Figure 40–6 The axis of mechanical sensitivity of each hair cell in the utricle is oriented toward the striola. The striola curves across the surface of the macula, resulting in a characteristic variation in the axes of mechanosensitivity (arrows) in the population of hair cells. Because of this arrangement, tilt in any direction depolarizes some cells and hyperpolarizes others, while having no effect on the remainder. (Adapted, with permission, from Spoendlin 1966.)

In some instances the vestibular input from a receptor may be ambiguous. For example, acceleration signals from the otolith organs do not distinguish between linear acceleration owing to translation and acceleration owing to gravity (Figure 40–7). The brain, however, integrates inputs from the semicircular canals, otolith organs, and visual and somatosensory systems to properly interpret head and body motions.

Figure 40–7 Vestibular inputs signalling body posture and motion can be ambiguous. The postural system cannot distinguish between tilt and linear acceleration of the body based on otolithic inputs alone. The same shearing force acting on vestibular hair cells can result from tilting of the head (left), which exposes the hair cells to a portion of the acceleration (a) owing to gravity (Fg), or from horizontal linear acceleration of the body (right).

The operation of the paired saccules resembles that of the utricles. The hair cells represent all possible orientations within the plane of each macula, but the maculae are oriented vertically in nearly parasagittal planes. The saccules are therefore especially sensitive to vertical accelerations including gravity. Certain saccular hair cells also respond to accelerations in the horizontal plane, in particular those along the anterior–posterior axis.

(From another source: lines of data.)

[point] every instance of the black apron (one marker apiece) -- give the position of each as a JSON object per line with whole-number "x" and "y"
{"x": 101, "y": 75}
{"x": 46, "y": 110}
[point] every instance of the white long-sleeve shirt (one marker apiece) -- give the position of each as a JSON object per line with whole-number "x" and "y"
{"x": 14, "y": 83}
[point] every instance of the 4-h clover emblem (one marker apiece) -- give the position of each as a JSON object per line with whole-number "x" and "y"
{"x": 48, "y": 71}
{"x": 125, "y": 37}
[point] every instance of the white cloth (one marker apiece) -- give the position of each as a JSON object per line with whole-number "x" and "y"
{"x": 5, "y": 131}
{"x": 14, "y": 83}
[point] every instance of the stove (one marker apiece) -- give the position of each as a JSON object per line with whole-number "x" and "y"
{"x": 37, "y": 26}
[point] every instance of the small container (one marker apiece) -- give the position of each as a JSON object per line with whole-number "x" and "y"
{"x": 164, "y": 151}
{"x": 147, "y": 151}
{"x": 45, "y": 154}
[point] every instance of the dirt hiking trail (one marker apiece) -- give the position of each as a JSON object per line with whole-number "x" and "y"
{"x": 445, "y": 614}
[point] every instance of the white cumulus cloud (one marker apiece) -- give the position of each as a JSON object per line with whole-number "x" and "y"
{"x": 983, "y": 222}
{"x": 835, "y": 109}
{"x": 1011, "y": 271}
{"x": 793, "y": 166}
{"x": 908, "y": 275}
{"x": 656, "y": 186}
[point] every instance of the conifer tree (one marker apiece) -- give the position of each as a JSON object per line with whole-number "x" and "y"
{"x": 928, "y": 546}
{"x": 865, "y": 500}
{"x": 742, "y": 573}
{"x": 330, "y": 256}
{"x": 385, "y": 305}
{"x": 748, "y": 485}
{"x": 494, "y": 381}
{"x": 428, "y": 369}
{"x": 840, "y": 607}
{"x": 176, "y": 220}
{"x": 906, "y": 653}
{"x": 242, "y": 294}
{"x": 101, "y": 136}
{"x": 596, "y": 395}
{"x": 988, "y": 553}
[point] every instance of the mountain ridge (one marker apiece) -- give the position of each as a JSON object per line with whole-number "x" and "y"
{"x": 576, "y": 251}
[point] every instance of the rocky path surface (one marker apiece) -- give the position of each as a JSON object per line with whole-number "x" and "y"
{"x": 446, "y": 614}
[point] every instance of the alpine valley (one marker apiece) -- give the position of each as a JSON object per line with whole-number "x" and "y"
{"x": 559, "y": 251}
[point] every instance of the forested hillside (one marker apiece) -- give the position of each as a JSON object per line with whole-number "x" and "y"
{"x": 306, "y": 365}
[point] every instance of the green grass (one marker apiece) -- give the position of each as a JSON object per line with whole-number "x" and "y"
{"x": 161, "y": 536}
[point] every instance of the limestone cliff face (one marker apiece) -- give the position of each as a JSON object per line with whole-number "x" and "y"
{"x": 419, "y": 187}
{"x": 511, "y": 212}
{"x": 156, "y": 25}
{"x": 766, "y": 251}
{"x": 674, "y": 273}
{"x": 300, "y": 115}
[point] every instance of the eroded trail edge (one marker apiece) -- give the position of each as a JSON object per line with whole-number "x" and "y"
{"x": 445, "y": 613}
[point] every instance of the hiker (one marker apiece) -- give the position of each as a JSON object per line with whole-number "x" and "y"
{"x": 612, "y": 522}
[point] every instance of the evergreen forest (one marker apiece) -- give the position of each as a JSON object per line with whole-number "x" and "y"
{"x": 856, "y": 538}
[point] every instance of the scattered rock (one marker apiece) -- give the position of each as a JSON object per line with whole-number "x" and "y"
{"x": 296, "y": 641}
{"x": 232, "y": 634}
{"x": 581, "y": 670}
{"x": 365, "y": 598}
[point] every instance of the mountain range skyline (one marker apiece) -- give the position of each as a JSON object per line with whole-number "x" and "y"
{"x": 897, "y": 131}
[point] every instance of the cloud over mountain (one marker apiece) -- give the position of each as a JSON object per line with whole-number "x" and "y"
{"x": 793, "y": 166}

Most Movements Elicit Complex Patterns of Vestibular Stimulation

Although the actions of the vestibular organs may be separated conceptually and experimentally, actual human movements generally elicit a complex pattern of excitation and inhibition in several receptor organs in both labyrinths. Consider, for example, the act of leaving the driver’s seat of an automobile.

As you begin to swivel toward the door, both horizontal semicircular canals are stimulated strongly. The simultaneous lateral movement out the car’s door stimulates hair cells in both utricles in a pattern that changes continuously as the orientation of the turning head changes with respect to the direction of bodily movement. When rising to a standing position, the vertical acceleration excites an appropriately oriented complement of hair cells in each of the saccules while inhibiting an oppositely oriented group. Finally, the maneuver’s conclusion involves linear and angular accelerations opposite to those when you started to leave the car.